08/12/2014 - 15:55 to 08/26/2014 - 15:55

The act of cooking in the milieu of twenty-first century capitalism has emerged as a site of conspicuous contradictions, as this everyday necessity has been ruthlessly commercialized, and thereby exceptionalized. We regard the celebrity chefs of reality television with adulation, while casually identifying ourselves, even in the absence of a connoisseur’s knowledge, as “foodies.” Every next week we convince ourselves of the heights of health that some old-yet-new, essential “superfood” will permit us to scale, while happily heaving money at the purveyors of an unebbing tide of overpriced artisanal preserves and “third wave” coffees. Everywhere, we are pressed to view food and drink as a ceaseless procession of elevated experiences and matchless moments. Considering that for most of its history the practice of food preparation has sooner been associated with drudgery than celebrity, it is difficult to reconcile something so everyday with today’s gastronomic game show. Artists, curators and critics, however, will quickly recognize what has happened to cooking as being the same as what, in many ways, has happened to art.

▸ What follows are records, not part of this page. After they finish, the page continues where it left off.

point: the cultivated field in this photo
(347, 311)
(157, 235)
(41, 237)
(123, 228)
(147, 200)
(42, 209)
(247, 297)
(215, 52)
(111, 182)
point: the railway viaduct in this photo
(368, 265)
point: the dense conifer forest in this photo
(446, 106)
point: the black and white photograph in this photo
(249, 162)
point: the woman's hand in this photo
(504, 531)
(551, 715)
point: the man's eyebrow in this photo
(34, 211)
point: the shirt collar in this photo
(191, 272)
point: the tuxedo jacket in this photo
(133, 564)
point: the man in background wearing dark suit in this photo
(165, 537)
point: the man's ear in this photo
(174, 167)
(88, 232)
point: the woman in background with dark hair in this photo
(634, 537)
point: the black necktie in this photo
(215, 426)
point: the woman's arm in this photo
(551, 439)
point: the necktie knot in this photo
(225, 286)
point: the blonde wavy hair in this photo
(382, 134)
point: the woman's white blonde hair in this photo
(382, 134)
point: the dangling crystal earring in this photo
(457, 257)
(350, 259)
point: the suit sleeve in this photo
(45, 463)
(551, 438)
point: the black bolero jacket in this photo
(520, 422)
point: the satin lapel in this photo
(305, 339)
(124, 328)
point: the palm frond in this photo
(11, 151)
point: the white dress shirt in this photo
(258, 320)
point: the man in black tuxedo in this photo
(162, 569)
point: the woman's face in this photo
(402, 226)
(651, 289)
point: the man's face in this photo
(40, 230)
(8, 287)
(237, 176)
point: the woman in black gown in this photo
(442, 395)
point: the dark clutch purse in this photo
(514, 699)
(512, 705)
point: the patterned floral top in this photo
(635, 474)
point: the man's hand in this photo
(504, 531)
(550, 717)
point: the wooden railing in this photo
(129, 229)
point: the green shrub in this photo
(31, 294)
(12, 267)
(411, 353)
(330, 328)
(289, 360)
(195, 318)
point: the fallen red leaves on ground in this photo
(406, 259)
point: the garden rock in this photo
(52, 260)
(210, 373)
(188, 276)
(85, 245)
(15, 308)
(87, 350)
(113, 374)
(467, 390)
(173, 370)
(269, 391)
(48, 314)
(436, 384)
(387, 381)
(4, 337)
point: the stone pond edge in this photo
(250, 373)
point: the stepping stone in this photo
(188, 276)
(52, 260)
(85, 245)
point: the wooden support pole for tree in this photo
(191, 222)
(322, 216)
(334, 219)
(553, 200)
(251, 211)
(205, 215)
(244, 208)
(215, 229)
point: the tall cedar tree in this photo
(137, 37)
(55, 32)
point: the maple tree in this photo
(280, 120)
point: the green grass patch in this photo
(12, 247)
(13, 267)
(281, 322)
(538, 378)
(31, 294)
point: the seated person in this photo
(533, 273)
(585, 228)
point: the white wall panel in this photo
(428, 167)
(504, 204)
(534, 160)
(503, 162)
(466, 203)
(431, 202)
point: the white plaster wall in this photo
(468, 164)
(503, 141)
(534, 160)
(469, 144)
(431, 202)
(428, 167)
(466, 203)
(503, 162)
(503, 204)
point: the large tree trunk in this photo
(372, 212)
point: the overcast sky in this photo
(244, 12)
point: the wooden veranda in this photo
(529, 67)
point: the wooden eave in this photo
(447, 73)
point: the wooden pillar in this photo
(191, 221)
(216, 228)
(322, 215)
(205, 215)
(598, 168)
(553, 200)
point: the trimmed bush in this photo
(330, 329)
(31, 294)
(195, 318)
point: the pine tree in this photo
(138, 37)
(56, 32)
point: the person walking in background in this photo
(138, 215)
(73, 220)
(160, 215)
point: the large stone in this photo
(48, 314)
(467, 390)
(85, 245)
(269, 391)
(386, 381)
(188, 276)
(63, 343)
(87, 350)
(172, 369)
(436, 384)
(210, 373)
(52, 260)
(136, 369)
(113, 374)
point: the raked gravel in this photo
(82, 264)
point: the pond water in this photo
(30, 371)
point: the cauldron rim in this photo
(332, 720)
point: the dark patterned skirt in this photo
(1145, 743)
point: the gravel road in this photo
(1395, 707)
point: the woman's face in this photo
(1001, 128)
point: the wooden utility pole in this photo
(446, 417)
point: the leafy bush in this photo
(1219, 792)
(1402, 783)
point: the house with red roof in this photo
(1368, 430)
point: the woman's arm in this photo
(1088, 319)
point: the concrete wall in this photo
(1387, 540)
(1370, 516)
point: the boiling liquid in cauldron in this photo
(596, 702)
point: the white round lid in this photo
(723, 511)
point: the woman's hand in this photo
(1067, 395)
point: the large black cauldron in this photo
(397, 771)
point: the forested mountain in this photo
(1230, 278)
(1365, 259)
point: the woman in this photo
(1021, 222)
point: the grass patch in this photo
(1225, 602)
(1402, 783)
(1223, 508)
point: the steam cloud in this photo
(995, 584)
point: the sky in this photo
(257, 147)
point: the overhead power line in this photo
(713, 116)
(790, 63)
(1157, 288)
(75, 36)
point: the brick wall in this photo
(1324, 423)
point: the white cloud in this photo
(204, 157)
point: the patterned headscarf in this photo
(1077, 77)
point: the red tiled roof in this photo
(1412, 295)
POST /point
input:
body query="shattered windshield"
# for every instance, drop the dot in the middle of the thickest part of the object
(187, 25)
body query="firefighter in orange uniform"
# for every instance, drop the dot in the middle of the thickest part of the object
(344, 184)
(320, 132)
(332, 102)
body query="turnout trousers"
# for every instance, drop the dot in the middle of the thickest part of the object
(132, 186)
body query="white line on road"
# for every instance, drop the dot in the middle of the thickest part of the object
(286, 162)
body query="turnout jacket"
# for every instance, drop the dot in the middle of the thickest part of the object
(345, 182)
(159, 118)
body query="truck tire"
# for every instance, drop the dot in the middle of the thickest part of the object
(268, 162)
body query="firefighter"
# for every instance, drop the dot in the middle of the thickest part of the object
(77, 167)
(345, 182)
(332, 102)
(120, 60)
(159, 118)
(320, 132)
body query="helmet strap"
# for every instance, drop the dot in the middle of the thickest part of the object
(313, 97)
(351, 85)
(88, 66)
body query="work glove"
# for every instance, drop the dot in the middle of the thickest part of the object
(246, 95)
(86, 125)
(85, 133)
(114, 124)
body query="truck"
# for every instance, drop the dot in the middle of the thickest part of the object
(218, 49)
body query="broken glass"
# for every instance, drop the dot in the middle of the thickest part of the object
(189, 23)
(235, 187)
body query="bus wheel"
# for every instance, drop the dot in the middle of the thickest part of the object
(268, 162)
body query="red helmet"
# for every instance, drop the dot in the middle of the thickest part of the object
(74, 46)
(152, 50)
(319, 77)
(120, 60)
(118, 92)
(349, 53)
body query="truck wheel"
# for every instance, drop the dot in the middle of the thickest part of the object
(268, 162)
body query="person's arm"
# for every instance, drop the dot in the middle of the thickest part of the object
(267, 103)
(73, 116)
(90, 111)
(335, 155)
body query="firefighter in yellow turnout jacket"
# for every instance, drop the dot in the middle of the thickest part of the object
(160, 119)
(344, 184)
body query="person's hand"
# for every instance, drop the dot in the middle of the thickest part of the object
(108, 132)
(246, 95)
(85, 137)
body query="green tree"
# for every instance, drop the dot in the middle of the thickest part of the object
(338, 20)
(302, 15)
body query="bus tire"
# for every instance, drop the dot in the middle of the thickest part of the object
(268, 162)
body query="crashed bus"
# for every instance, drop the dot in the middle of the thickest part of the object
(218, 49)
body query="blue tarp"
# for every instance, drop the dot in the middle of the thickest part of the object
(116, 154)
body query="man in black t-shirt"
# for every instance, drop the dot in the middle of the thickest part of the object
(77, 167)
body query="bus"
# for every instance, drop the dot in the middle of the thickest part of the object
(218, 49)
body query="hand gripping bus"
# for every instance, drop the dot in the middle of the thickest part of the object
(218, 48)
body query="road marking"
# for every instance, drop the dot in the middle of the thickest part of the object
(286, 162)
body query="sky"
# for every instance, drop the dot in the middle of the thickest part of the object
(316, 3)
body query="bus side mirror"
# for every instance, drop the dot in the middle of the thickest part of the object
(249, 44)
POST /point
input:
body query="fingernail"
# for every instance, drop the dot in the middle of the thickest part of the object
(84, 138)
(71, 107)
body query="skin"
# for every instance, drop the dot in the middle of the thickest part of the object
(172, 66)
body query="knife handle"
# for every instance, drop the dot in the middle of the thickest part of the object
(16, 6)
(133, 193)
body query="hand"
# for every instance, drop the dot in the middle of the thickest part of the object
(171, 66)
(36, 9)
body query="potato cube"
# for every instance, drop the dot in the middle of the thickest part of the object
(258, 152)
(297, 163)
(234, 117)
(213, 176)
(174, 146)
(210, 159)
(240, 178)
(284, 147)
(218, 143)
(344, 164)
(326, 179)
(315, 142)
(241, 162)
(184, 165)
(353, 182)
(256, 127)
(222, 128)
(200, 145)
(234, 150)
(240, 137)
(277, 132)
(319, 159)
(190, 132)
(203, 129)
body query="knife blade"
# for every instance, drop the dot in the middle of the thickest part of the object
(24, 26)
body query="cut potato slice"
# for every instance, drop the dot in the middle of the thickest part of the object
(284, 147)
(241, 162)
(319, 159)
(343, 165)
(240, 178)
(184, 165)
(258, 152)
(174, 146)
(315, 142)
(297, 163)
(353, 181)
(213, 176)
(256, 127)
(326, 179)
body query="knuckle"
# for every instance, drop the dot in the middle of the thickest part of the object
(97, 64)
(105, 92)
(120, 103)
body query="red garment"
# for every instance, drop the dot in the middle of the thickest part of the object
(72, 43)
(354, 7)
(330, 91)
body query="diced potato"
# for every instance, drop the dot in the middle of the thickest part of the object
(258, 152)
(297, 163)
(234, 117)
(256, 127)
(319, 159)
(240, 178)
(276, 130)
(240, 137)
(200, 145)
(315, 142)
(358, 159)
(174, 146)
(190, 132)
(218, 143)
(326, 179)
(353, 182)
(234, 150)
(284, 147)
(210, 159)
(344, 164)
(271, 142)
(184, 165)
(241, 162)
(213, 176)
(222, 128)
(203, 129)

Against this social backdrop, articule hosts Everyday Cooking, Cooking Every Day, a research residency designed by Zoë Chan and Mark Clintberg to examine cooking in a manner that proceeds not from its exceptionalism but from its everydayness. Chan, a curator and art historian, and Clintberg, an artist who works in art history and curates exhibitions, found themselves drawn together by their common background in curation and the practice and history of art, as well as by a shared interest in food and cooking. Together, the two shaped the residency concept as a way to create a bridge between these concerns. Keeping at arm’s length the art world’s obsession with originality and newness, Chan and Clintberg resolved to explore the practice of food preparation in its quotidian fullness, hoping potentially to model new approaches to art and curation.

Recontextualizing everyday activities like grocery shopping and the preparation of meals as research methods, Chan and Clintberg will combine these activities with person-to-person interviews, blogging, poster making and other activities. They will also study various texts, cookbooks, films, blogs and memoirs about food and cooking, and will prepare meals for a series of guests, using dinner (and lunch and tea) parties, including virtual ones, as spaces in which to open discussion about notions of hospitality and sociability, tradition and ritual, taste and pleasure, social class and privilege, and food security and scarcity. Their research activities will point toward a central question: Can everyday cooking be an anchor point for us, from which we may draw lessons we can apply more broadly to art and culture? The residency will culminate with a presentation, at the gallery, of the results of Chan and Clintberg’s research.

 

—Edwin Janzen

Born in Winnipeg and based in Montreal, Edwin Janzen’s visual art practice extends across artistic disciplines to examine how we define ourselves through fantasies about technology. Edwin is also a contact writer and editor, and sits on articule’s board of directors.